Operasi batang otak telah lama dianggap sebagai zona terlarang dalam bedah saraf. Setiap milimeter kemajuan operasi membawa risiko bencana – henti napas, kelumpuhan permanen, atau keadaan vegetatif. Beroperasi di sini ibarat ‘menjinakkan bom di atas tali tambang yang tegang’.

Tim medis memilih pendekatan melalui velum medulare dorsal, memasuki rongga hematoma dari titik terdekat untuk meminimalkan kerusakan. “Hematoma terletak jauh di dalam batang otak, dikelilingi oleh ‘kabel tegangan tinggi’ saraf yang krusial. Pendekatan tradisional berisiko melintasi area fungsional vital, meningkatkan kemungkinan cedera sekunder,” catat spesialis tersebut. “Untuk pendarahan batang otak, kami mengikuti jalur operasi yang aman, memilih titik masuk yang paling dekat dengan hematoma untuk meminimalkan trauma.”

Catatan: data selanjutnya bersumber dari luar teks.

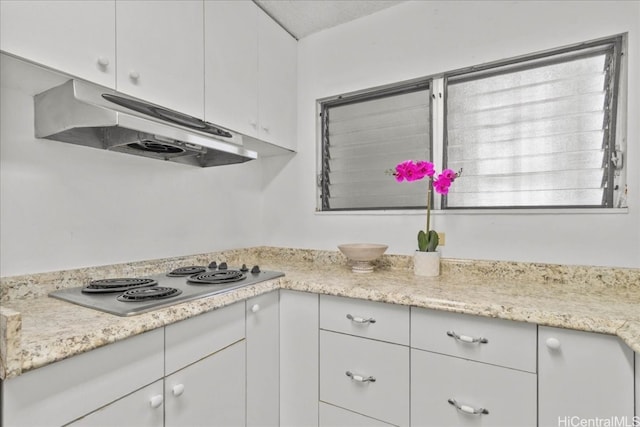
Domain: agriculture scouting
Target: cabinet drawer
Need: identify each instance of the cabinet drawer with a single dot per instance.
(380, 321)
(192, 339)
(438, 382)
(332, 416)
(504, 342)
(584, 375)
(385, 397)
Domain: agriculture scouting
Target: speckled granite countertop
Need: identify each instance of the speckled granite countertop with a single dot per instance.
(36, 330)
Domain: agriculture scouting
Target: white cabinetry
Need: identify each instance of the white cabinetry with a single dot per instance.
(278, 100)
(142, 408)
(76, 37)
(64, 391)
(471, 371)
(360, 374)
(209, 392)
(365, 376)
(160, 52)
(231, 65)
(583, 376)
(263, 363)
(205, 367)
(449, 391)
(298, 359)
(250, 72)
(332, 416)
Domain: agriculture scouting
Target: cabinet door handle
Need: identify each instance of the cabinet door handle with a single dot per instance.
(103, 61)
(156, 401)
(361, 320)
(177, 390)
(553, 343)
(467, 339)
(360, 378)
(468, 409)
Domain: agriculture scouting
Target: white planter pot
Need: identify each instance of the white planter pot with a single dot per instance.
(426, 264)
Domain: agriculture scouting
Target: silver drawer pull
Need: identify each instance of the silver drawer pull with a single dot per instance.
(361, 319)
(466, 338)
(468, 409)
(360, 378)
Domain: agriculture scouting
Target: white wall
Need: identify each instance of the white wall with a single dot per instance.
(64, 206)
(422, 38)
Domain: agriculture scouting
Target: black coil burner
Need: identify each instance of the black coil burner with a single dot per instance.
(146, 294)
(187, 271)
(216, 277)
(117, 285)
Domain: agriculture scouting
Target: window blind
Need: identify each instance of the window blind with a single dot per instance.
(365, 136)
(533, 134)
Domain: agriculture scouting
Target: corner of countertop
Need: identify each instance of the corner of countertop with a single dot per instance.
(10, 354)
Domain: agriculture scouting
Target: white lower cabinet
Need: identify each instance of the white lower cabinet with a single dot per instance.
(143, 408)
(298, 358)
(583, 377)
(210, 392)
(263, 363)
(365, 376)
(332, 416)
(449, 391)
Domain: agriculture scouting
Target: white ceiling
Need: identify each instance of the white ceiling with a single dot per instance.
(303, 17)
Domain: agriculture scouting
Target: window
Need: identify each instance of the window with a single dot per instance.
(535, 133)
(365, 135)
(532, 132)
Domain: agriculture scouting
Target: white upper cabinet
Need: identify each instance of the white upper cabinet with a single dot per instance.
(161, 52)
(250, 72)
(231, 65)
(277, 65)
(76, 37)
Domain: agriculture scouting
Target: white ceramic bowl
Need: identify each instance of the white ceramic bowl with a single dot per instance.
(361, 254)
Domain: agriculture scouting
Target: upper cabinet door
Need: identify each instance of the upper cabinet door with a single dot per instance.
(76, 37)
(231, 65)
(161, 52)
(277, 62)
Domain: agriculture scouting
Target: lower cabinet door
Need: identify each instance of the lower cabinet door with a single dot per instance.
(365, 376)
(143, 408)
(584, 378)
(332, 416)
(210, 392)
(448, 391)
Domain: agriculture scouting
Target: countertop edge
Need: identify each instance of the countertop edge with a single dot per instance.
(14, 363)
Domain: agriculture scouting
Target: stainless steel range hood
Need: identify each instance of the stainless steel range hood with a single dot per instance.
(85, 114)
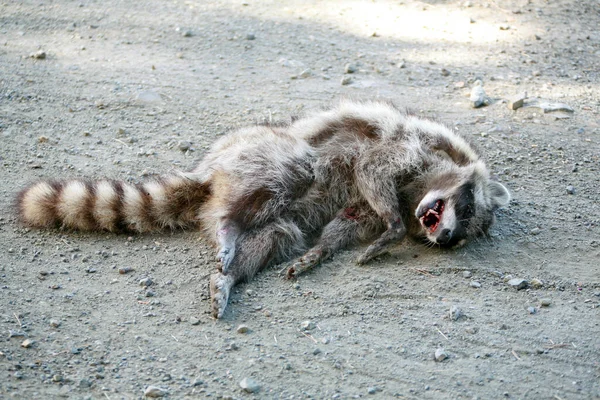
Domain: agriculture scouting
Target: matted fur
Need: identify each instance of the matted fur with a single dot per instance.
(265, 194)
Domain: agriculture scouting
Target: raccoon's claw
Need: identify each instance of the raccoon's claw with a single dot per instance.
(305, 263)
(371, 252)
(220, 287)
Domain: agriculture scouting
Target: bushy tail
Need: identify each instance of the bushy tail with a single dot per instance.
(168, 202)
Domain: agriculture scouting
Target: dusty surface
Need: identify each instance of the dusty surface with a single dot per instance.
(128, 89)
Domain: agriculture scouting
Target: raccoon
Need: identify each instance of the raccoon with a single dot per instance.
(360, 172)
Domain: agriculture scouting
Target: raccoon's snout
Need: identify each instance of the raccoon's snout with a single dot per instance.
(444, 237)
(430, 215)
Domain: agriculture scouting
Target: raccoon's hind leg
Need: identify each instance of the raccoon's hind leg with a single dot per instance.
(227, 233)
(255, 249)
(350, 225)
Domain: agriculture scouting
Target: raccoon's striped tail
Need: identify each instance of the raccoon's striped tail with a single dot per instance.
(167, 202)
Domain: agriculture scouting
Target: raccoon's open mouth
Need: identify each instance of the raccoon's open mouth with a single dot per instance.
(431, 217)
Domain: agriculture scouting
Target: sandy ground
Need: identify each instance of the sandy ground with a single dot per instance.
(129, 89)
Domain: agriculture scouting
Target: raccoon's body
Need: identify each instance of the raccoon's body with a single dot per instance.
(361, 171)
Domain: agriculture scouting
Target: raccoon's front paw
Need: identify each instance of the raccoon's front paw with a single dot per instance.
(225, 256)
(305, 263)
(220, 287)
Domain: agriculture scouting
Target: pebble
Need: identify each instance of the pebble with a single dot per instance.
(145, 282)
(154, 391)
(478, 97)
(536, 283)
(518, 283)
(148, 97)
(440, 355)
(455, 313)
(184, 145)
(307, 325)
(545, 302)
(84, 383)
(517, 101)
(249, 385)
(307, 73)
(350, 68)
(39, 55)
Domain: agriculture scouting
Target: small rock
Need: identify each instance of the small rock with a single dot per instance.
(478, 97)
(440, 355)
(154, 391)
(517, 101)
(536, 283)
(307, 73)
(307, 325)
(184, 145)
(249, 385)
(350, 68)
(455, 313)
(545, 302)
(39, 55)
(148, 97)
(84, 383)
(145, 282)
(518, 283)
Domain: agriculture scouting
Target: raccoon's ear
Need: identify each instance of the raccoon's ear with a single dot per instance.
(499, 195)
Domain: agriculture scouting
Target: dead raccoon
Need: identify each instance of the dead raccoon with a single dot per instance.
(363, 171)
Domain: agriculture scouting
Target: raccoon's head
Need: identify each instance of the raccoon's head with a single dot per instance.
(460, 205)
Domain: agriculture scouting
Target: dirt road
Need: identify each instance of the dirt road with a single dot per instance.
(129, 89)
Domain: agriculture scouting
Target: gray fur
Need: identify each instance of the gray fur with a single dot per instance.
(363, 171)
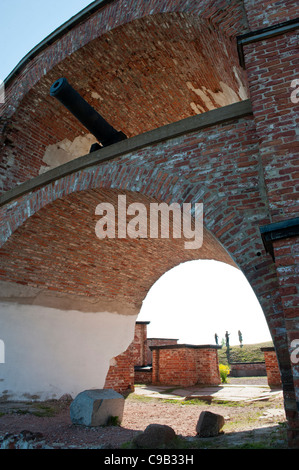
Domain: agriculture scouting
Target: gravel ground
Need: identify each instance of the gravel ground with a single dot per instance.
(260, 423)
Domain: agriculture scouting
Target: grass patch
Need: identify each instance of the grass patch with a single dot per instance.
(248, 353)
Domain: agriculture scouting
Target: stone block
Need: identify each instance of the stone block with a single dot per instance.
(209, 424)
(154, 436)
(96, 407)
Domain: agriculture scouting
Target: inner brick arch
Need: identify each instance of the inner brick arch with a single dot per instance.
(54, 258)
(56, 250)
(146, 73)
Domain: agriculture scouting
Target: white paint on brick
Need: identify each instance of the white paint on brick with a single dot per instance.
(49, 352)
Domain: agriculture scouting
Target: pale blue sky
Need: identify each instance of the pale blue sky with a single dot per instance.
(25, 23)
(194, 301)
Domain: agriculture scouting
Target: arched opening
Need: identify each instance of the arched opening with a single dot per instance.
(198, 299)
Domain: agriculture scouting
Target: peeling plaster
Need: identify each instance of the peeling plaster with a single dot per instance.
(65, 151)
(212, 100)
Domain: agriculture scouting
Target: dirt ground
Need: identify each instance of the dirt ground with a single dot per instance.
(259, 424)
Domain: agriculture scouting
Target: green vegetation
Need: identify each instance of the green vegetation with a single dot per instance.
(248, 353)
(224, 371)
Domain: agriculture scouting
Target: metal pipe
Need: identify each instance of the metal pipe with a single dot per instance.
(91, 119)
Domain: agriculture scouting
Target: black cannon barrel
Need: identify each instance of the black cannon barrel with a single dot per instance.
(91, 119)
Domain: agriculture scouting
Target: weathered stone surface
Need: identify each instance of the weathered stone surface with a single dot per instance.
(154, 436)
(209, 424)
(96, 407)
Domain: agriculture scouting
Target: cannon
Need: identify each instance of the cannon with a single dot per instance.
(91, 119)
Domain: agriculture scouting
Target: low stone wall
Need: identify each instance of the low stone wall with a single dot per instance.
(185, 365)
(247, 369)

“Kami menentukan bahwa pendarahan Zhang disebabkan oleh hipertensi yang tidak terkontrol. Tekanan darah yang terus-menerus tinggi melemahkan dinding arteri, mengurangi elastisitasnya, dan membentuk mikroaneurisma di pembuluh darah kecil. Di bawah tekanan tinggi, pembuluh ini bisa pecah,” tambah spesialis tersebut.

Zhang mengaku menderita hipertensi selama enam bulan, tetapi hanya minum obat secara tidak teratur dan jarang memantau tekanannya. “Hipertensi yang tidak terkontrol mengubah pembuluh darah menjadi ‘pipa rapuh’, membuatnya rentan pecah saat lonjakan tekanan mendadak. Minum obat secara teratur sangat penting bagi pasien hipertensi!” tegas spesialis tersebut.

Pola makan modern yang kaya gula, garam, dan lemak, dikombinasikan dengan gaya hidup tidak teratur (begadang, merokok, alkohol) dan peningkatan stres, menyebabkan semakin banyak orang muda mengembangkan hipertensi. Para ahli menekankan bahwa pasien yang didiagnosis harus minum obat secara teratur, tidak pernah mengubah dosis tanpa pengawasan, mengontrol tekanan darah setiap hari, menghindari emosi ekstrem (terutama kemarahan mendadak), dan menahan diri dari menahan napas atau mengejan. Orang berisiko tinggi (perokok/peminum alkohol jangka panjang, riwayat keluarga penyakit serebrovaskular) harus menjalani MRI otak dan angiografi resonansi magnetik (MRA) tahunan untuk mendeteksi risiko tersembunyi stroke (aneurisma, stenosis arteri, dll.).